Zäsur im politischen Tagesgeschäft

- Neujahrsempfang der CSU

VON MARTIN SCHULLERUS Gräfelfing - Die Anlässe sind selten, bei denen die Politik sich und der Gesellschaft eine Zäsur gönnt und den Blick aus den Grabenkämpfen erhebt, um sich ein Bild der globalen Aufgaben zu machen. Wenn die Gräfelfinger CSU zum Neujahrsempfang ruft, ruht für einen Abend parteibeflissener Egoismus, und gemeinschaftliches Denken steht im Vordergrund. Diese Tradition fand am Donnerstag ihre Fortsetzung.

Mehrere hundert Geladene begrüßte Ortsvorsitzender Christoph Göbel im Bürgerhaus - eine Gästeliste, die gespickt war mit Leistungsträgern und Aktiven aus allen Bereichen der Gesellschaft, quer durch Parteien, Institutionen, Verbände und Vereine. So traf es nicht die Falschen, als Polit-Routinier Engelbert Kupka (MdL und CSU-Kreisvorsitzender) in Gräfelfing eine "besonders engagierte Bürgerschaft" lobte. Mit der Bemerkung, nicht zufällig sei hier der erste Hospizverein der Region gegründet worden, leitete Kupka über zur sozial engagierten Festrednerin dieses Abends, Staatsministerin Monika Hohlmeier.

Zuvor hatte Christoph Göbel in seiner Rede in konzentrischen Kreisen die Problemlage auf der Welt, in Deutschland und Bayern angesprochen, um schließlich auf die kritische Finanzlage der Kommunen einzugehen.
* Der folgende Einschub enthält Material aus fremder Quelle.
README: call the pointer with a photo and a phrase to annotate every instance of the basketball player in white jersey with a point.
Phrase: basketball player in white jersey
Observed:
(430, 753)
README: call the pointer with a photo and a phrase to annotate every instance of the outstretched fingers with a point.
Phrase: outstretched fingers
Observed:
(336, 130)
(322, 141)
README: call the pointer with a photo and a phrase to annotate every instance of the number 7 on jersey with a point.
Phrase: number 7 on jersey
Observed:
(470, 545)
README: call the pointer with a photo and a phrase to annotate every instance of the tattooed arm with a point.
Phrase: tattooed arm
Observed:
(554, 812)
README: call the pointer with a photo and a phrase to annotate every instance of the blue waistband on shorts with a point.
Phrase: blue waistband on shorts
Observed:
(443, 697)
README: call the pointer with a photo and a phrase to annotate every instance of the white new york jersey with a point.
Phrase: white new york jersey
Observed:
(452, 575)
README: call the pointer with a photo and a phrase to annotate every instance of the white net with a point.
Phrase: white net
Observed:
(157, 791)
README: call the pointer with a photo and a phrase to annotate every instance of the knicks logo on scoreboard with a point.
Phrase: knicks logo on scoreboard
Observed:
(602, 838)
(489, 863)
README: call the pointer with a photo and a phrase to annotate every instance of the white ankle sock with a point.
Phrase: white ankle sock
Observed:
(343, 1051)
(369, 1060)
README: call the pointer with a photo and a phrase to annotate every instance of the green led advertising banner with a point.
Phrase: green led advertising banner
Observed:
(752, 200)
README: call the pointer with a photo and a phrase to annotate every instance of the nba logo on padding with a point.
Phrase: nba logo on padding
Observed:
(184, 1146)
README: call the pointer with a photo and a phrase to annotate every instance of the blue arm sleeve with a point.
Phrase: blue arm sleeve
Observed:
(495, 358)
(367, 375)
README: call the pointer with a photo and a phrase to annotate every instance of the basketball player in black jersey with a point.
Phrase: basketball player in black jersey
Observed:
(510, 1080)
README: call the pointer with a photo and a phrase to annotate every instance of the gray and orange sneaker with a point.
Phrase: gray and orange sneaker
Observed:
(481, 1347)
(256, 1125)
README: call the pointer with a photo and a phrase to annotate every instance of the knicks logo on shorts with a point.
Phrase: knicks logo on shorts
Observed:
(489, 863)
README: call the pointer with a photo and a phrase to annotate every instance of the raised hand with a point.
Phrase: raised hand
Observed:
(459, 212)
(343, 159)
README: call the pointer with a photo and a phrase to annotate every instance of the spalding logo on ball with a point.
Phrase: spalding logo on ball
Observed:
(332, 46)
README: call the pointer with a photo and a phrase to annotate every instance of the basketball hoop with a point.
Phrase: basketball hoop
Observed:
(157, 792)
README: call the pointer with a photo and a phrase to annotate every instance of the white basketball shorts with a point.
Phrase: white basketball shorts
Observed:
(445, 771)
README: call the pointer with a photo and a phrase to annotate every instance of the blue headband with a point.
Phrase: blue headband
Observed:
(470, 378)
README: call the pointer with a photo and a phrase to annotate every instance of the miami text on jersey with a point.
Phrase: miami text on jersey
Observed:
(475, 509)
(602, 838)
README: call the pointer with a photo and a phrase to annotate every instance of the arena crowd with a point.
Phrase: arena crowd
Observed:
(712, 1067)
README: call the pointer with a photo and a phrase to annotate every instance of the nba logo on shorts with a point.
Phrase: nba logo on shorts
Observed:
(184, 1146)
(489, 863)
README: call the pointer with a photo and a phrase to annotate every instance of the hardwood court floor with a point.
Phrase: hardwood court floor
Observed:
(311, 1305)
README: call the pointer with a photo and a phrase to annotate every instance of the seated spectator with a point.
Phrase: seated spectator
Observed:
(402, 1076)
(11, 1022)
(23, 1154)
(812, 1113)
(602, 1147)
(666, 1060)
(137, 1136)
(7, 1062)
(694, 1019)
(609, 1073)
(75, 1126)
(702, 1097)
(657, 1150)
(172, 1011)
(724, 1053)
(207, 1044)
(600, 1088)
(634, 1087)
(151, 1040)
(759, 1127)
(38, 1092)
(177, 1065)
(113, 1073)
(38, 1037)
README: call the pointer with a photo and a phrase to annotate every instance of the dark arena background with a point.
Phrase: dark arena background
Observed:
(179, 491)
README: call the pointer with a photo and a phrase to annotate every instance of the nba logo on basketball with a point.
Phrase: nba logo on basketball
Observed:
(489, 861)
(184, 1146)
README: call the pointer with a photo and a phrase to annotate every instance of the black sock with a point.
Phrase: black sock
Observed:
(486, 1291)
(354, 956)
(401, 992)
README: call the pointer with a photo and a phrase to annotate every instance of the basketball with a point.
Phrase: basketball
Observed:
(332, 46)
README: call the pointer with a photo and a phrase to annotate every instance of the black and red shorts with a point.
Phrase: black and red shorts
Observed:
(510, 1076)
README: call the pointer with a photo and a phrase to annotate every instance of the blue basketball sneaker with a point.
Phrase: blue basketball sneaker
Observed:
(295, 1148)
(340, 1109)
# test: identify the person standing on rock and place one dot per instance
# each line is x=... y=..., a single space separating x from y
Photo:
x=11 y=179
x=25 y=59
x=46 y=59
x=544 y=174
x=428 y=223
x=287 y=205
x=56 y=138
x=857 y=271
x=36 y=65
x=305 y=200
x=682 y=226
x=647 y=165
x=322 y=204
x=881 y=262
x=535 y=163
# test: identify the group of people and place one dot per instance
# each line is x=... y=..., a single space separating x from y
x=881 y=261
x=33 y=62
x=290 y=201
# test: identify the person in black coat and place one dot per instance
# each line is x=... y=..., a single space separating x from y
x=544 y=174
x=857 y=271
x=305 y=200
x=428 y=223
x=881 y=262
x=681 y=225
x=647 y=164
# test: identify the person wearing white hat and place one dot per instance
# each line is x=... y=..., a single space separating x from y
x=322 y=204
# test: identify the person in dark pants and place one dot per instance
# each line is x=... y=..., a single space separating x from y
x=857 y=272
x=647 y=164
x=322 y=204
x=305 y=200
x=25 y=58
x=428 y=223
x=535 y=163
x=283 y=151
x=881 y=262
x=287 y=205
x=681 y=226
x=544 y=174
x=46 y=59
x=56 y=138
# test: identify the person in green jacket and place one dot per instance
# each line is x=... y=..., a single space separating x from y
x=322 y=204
Göbel: "Nationale, aber auch europäische Finanz- und Wirtschaftspolitik hinterlässt ihre Spuren und gibt den Kommunen als der untersten Ebene der Gemeinschaft neue Aufgaben." Diese erforderten einen "sicheren Blick für die Entwicklung der eigenen Kommune" und die Fähigkeit, Visionen zu entwickeln.

Monika Hohlmeier gelang die Darstellung einer politischen Leistungsschau, die bei aller bayerischen Selbstzufriedenheit frei blieb von giftigen Zwischentönen. Sie pochte auf die Notwendigkeit, die sozialen Sicherungssysteme zu reformieren und den Menschen auch unbequeme Wahrheiten zuzumuten. Nicht zuletzt ein starkes Gemeinwesen in den bayerischen Kommunen verhindere "Zustände wie in Niedersachsen". Allgemein rief sie dazu auf, der Larmoyanz keinen Raum zu geben, sondern "die Ärmel hochzukrempeln, jeder wo er steht".

Im gemütlichen Teil des Abends labten die Gäste sich an Schnittchen, kühlem Doemens-Bier und erfrischenden Gesprächen. An Themen mangelte es diesmal in Gräfelfing erst recht nicht.